La favola della "variante emiliana"

Stefano Bonaccini è candidato alla Segreteria di ciò che fu anche il Partito Comunista Italiano.

La favola della "variante emiliana"

Dunque, Stefano Bonaccini, è candidato alla Segreteria di ciò che fu (anche) il Partito Comunista Italiano e, stringendosi un po' nelle spalle lo ammette, senza gridarlo, ma anche senza nasconderlo: «Ebbene sì - ha confessato senza troppa riluttanza - sono stato comunista, ma un comunista emiliano, Non sono come quelli che dicono di non essere mai stati comunisti». Questa era una legnata a Walter Veltroni che in preda ad un revisionismo da ansia, aveva detto di non essere mai stato comunista. Bonaccini sì, lo è stato ma ha barato un bel po' sulle parole, inventando la certificazione storica e separata del buon comunista emiliano, una specie del buon selvaggio di Rousseau.

Però è vero, fa parte dell'immaginario collettivo la fiaba secondo cui un conto fosse il Pci del palazzone di via delle Botteghe Oscure (che poi si sono dovuti rivendere di corsa appena finirono i finanziamenti e l'Unione Sovietica) e un altro fosse il partito comunista del capoluogo regionale ribattezzato «Bologna, la Dozza», anziché la dotta, dal nome del sindaco comunista Giuseppe Dozza che la governò per ventun anni e fu il vero Peppone d'Italia. Stefano Bonaccini ha dunque ammesso di esser stato non del Partito Comunista che da Roma premeva su Mosca affinché la rivoluzione ungherese fosse schiacciata dai carri armati sovietici, ma di quell'altro partito buono saggio, laborioso che il Pci usava come alibi. Il Pcb bolognese non conosceva invasioni di carri armati a Budapest o a Praga, ma solo asili nido in cui tutti vivessero felici e contenti dalla culla alla bara. Il Pcb era presentabile all'estero. Mettendo in bacheca e associando salumi e partito in ogni momento della vita. Qui, figuratevi - dicevano e dicono gli eredi di quel partito noi non ricordiamo neppure la «Volante rossa» o il Triangolo di Reggio Emilia, quando a guerra finita e a vendette consumate, camion di comunisti volontari andavano a concludere la cena degli odiati borghesi, perché credevano di essere alla vigilia della rivoluzione che poi non ci fu, come si può leggere nei libri di Giampaolo Pansa che, da grande narratore della guerra partigiana, affrontò quell'altra guerra (dopo la guerra) in cui si fucilava e si faceva sparire senza dar più notizia: «Va là, moccioso, non ti preoccupare che il babbo te lo riportiamo domani mattina più bello di prima. Vai pure a letto senza piangere che non è niente».
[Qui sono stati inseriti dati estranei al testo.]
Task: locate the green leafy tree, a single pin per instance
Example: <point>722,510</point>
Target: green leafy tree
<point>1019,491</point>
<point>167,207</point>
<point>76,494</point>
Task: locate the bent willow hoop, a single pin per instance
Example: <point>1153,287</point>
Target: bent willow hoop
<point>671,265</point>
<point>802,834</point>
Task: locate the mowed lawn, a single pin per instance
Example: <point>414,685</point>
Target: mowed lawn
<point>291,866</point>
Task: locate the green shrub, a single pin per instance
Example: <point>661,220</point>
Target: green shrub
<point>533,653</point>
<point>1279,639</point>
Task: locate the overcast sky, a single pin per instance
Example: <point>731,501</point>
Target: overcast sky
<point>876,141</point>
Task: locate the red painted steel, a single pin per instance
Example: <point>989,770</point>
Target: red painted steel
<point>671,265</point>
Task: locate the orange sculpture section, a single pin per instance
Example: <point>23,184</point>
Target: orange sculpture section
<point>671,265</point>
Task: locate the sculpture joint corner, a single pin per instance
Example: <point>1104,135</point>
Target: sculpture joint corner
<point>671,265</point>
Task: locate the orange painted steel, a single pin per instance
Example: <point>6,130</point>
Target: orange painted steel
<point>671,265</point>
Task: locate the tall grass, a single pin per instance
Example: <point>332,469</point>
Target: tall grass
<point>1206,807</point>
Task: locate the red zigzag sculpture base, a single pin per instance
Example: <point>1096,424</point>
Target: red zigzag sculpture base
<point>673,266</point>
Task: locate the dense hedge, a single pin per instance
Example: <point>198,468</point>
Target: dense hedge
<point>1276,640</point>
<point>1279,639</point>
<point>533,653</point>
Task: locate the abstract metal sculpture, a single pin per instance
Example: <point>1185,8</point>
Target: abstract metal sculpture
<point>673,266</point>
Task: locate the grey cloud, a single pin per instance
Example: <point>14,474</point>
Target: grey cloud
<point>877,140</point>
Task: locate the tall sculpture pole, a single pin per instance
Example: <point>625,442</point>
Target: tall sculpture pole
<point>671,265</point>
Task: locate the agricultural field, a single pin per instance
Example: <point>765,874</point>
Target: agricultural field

Poi la rivoluzione non si fece perché Togliatti, dopo il patto di Yalta che divideva il mondo in due, non volle fare la fine dei compagni greci che insorsero contro l'Occidente e furono sconfitti senza che Stalin levasse un dito per difenderli. Quindi, la stessa Bologna, la Romagna e l'Emilia, tutte in origine fascistissime durante il ventennio, si ritrovarono ad usare gli strumenti che la tradizione repubblicana aveva forgiato per due secoli nello Stato della Chiesa, dove la solidarietà e l'organizzazione funzionavano con tutte le caratteristiche che il Partito comunista (b) fece sue, cercando anzi di assumerle come simbolo nazionale. Ma quando il partito comunista tentava provava a spacciarsi - con lo stessso metodo - nelle altre regioni, non funzionava più persino nelle Regioni rosse come la Toscana e l'Umbria, non parliamo del Sud. Oggi Bonaccini si presenta confessando un peccato veniale: l'essere stato un comunista emiliano.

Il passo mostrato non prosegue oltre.